Secondary testicular cancer: Cancer that originates in another organ and spreads or metastasizes to the testicular region.

3. Mortality:

Benign types of Testicular cancer mortality rate are almost zero. Primary testicular cancer is highly aggressive and it should be diagnosed early as well as treated promptly. Unfortunately, it has high case fatality rate and < 50% of dogs survive more than 6 months from the time of diagnosis of primary types of cancer.

4. Prognosis:

Prognosis can fluctuate depending on the time of diagnosis and severity of the testicular cancer. In general, if the tumor is diagnosed early on, prior to any metastasis, chemotherapy and radiation treatment may be effective. If there is any significant metastasis, vets may suggest against traditional treatment and will provide treatments to pacify the dog’s clinical signs to make them feel better.

When To See A Vet For Testicular Cancer In Dogs?

Contact your vet right away, if you notice any of the following:

  • Swelling of either or both testicles
  • Hematuria (Blood in the urine)
  • Dysuria/ Stranguria (Difficulty urinating)

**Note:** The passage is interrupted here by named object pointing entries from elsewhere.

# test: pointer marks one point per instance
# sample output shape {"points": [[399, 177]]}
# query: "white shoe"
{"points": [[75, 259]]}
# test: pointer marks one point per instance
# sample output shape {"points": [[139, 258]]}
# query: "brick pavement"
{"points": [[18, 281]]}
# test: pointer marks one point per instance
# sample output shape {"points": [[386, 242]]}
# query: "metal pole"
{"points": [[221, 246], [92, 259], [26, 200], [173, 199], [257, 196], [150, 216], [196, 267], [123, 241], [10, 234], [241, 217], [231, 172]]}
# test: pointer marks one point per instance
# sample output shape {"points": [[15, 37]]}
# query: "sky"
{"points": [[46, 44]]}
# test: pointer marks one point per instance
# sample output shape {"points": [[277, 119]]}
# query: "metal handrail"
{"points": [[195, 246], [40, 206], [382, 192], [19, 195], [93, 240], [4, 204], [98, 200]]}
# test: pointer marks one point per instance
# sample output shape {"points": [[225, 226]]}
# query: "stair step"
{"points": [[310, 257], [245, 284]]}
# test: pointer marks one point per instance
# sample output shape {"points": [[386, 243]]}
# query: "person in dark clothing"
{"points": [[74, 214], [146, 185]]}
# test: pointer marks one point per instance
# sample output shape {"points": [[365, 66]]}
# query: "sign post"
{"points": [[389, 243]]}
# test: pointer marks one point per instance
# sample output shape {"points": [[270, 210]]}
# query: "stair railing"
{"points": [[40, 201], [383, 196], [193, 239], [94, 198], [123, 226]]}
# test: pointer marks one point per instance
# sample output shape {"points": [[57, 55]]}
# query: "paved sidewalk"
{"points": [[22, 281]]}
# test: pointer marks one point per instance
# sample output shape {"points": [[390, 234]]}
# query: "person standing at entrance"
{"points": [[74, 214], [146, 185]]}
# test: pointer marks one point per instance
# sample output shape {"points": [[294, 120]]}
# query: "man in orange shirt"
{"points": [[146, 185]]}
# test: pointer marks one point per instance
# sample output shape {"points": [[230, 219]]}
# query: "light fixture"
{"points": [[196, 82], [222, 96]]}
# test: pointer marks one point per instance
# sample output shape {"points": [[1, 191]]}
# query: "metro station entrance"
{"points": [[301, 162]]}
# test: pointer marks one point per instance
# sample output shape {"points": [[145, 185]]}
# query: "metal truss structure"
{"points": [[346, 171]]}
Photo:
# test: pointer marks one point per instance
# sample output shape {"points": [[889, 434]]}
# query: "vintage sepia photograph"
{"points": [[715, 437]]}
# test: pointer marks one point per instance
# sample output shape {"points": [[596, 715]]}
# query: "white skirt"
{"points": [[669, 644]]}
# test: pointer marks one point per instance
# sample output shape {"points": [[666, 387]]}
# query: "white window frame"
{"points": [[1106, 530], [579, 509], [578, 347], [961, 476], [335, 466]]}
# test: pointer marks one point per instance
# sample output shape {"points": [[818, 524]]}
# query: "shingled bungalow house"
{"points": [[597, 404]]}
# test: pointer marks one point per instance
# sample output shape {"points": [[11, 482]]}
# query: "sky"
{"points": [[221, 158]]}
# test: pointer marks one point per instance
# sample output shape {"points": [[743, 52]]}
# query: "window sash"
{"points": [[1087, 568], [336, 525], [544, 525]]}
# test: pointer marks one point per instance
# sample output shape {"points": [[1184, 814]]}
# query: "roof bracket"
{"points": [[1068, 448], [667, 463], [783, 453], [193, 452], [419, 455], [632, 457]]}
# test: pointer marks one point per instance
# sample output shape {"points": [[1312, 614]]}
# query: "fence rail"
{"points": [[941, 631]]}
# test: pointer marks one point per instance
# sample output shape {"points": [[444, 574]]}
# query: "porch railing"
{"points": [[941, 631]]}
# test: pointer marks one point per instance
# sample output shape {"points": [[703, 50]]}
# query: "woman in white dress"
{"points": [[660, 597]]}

Food Suggestions For Testicular Cancer In Dogs

  • High Protein, Low Carbs, Good Fats and antioxidants and cancer-fighting nutrients
  • Protein should comprise 40% of dogs’ calories. Fresh, lean protein (Lean white fish such as cod, grouper, haddock, lean cuts of beef, pork loin)
  • Fats: Salmon, herring, mackerel, lake trout, tuna and sardines
  • Vitamin-rich fruits and veggies: Legumes, snap peas, green beans, carrots, cauliflower, broccoli, cabbage, tomatoes, citrus fruits, Blueberries, strawberries, cherries etc

Conclusion

If testicular cancer is detected early, before any metastasis has happened, then survival time can be extended with more definitive treatment. If the cancer has metastasized to distant regions, management of disease symptomatically is often performed as long as possible.

The chances of recovery for metastasized testicular cancer are poor. Once quality of life has declined or clinical signs cannot be controlled, Euthanasia may be required.